In zijn proefschrift beschrijft Baaij de wereldwijde chipproductie door de jaren heen. In 1985 kwam Intel met de 386-processor, die 275 000 transistoren bevatte. Anno 2015 heeft de allergrootste chip van NVidia meer dan 7 000 000 000 transistoren. Een ongelooflijke prestatie op het gebied van chipproductie: in dertig jaar tijd van minder dan een miljoen, naar miljarden transistorn per chip.

Helaas ging de productiviteit van de ontwerpers niet met zulke grote stappen vooruit. Tijdens het ontwerpproces van nieuwe chips gebruikt de industrie al twintig jaar dezelfde technieken.

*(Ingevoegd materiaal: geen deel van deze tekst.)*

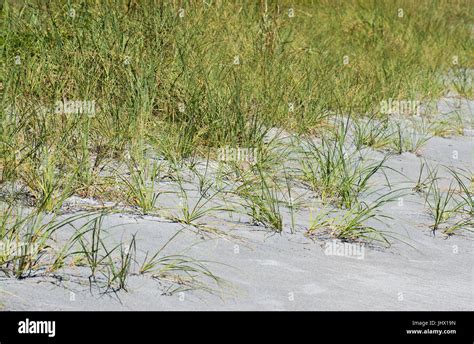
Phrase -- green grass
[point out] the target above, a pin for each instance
(139, 63)
(170, 87)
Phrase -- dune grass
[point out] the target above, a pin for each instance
(97, 92)
(218, 75)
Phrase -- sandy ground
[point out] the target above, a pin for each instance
(265, 271)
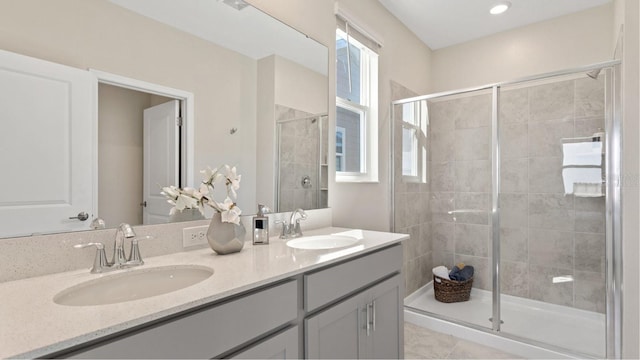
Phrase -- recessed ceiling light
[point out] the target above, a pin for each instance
(500, 8)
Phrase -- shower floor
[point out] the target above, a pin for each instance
(578, 331)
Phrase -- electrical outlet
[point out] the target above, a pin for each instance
(193, 236)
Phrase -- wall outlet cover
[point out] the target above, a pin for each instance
(196, 235)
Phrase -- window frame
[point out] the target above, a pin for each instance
(418, 125)
(368, 106)
(340, 130)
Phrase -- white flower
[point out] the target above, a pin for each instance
(192, 198)
(210, 175)
(204, 189)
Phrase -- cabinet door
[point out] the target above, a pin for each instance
(280, 346)
(336, 333)
(386, 320)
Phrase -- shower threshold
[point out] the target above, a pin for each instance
(530, 328)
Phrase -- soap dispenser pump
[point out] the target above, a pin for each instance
(261, 226)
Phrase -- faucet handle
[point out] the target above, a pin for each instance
(286, 228)
(100, 261)
(134, 254)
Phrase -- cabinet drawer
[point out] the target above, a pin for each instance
(326, 285)
(210, 332)
(283, 345)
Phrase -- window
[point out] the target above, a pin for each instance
(414, 141)
(356, 110)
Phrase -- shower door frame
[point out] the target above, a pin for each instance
(613, 232)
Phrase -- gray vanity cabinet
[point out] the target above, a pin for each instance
(366, 325)
(283, 345)
(352, 309)
(210, 332)
(355, 308)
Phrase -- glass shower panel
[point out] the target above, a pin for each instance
(457, 228)
(552, 212)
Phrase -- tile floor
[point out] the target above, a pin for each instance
(421, 343)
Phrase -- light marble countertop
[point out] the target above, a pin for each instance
(32, 325)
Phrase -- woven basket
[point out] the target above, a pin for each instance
(449, 291)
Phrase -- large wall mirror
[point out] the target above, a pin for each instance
(255, 84)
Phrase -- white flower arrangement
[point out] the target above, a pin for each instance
(190, 198)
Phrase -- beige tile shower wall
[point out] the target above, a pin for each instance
(460, 151)
(412, 211)
(544, 233)
(299, 145)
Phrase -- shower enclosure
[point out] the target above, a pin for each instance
(517, 179)
(301, 168)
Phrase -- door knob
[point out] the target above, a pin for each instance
(82, 216)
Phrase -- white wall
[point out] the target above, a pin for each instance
(299, 87)
(100, 35)
(561, 43)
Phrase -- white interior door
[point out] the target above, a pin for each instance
(161, 159)
(46, 111)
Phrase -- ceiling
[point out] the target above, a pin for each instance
(443, 23)
(248, 31)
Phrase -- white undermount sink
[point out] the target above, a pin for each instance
(133, 285)
(322, 242)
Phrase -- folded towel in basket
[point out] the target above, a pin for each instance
(441, 271)
(463, 274)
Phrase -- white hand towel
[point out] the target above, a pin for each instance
(582, 153)
(441, 271)
(582, 164)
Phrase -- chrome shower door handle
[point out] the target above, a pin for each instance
(368, 316)
(82, 216)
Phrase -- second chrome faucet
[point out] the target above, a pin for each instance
(289, 229)
(119, 259)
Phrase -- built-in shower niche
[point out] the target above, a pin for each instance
(302, 170)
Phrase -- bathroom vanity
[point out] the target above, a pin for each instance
(266, 301)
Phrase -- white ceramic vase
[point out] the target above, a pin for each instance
(225, 238)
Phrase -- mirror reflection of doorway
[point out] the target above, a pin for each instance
(138, 153)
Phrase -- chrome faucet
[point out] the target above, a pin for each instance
(119, 260)
(297, 232)
(124, 231)
(289, 229)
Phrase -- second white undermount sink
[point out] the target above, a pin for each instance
(322, 242)
(132, 285)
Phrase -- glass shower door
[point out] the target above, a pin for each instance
(458, 198)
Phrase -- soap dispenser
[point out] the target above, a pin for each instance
(261, 226)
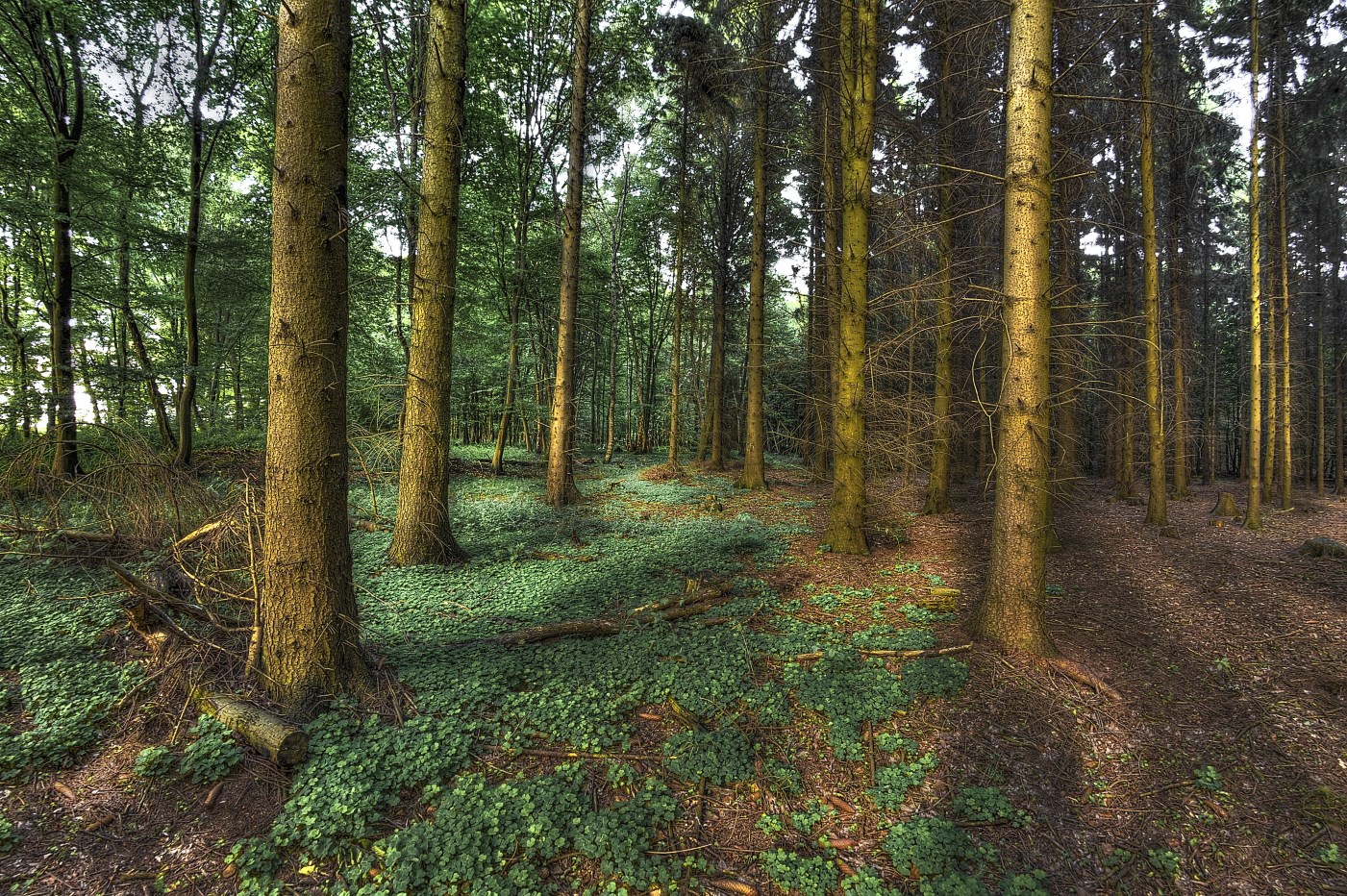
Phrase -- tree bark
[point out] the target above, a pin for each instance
(755, 438)
(423, 533)
(561, 476)
(937, 484)
(1013, 607)
(1253, 512)
(859, 51)
(1158, 499)
(308, 618)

Functionele programmeertaal

De onderzoekers ontwikkelden een moderne, zogehten functionele programmeertaal voor het ontwerpen van hardware. Het gebruik van functionele programmeertalen stelt hen in staat formeel te bewijzen dat ontwerptransformaties correct zijn.

Het gaat om transformaties die de chip sneller maken. De onderzoekers kunnen daarbij bewijzen dat het gedrag van de chip door deze transformatie niet verandert. In tegenstelling tot traditionele methoden is het daarom niet nodig bij elke stap in het ontwerpproces opnieuw alles te verifiëren. De technieken uit moderne programmeertalen maken het dus mogelijk om de complexiteit en de kosten van chipontwerp beheersbaar te houden.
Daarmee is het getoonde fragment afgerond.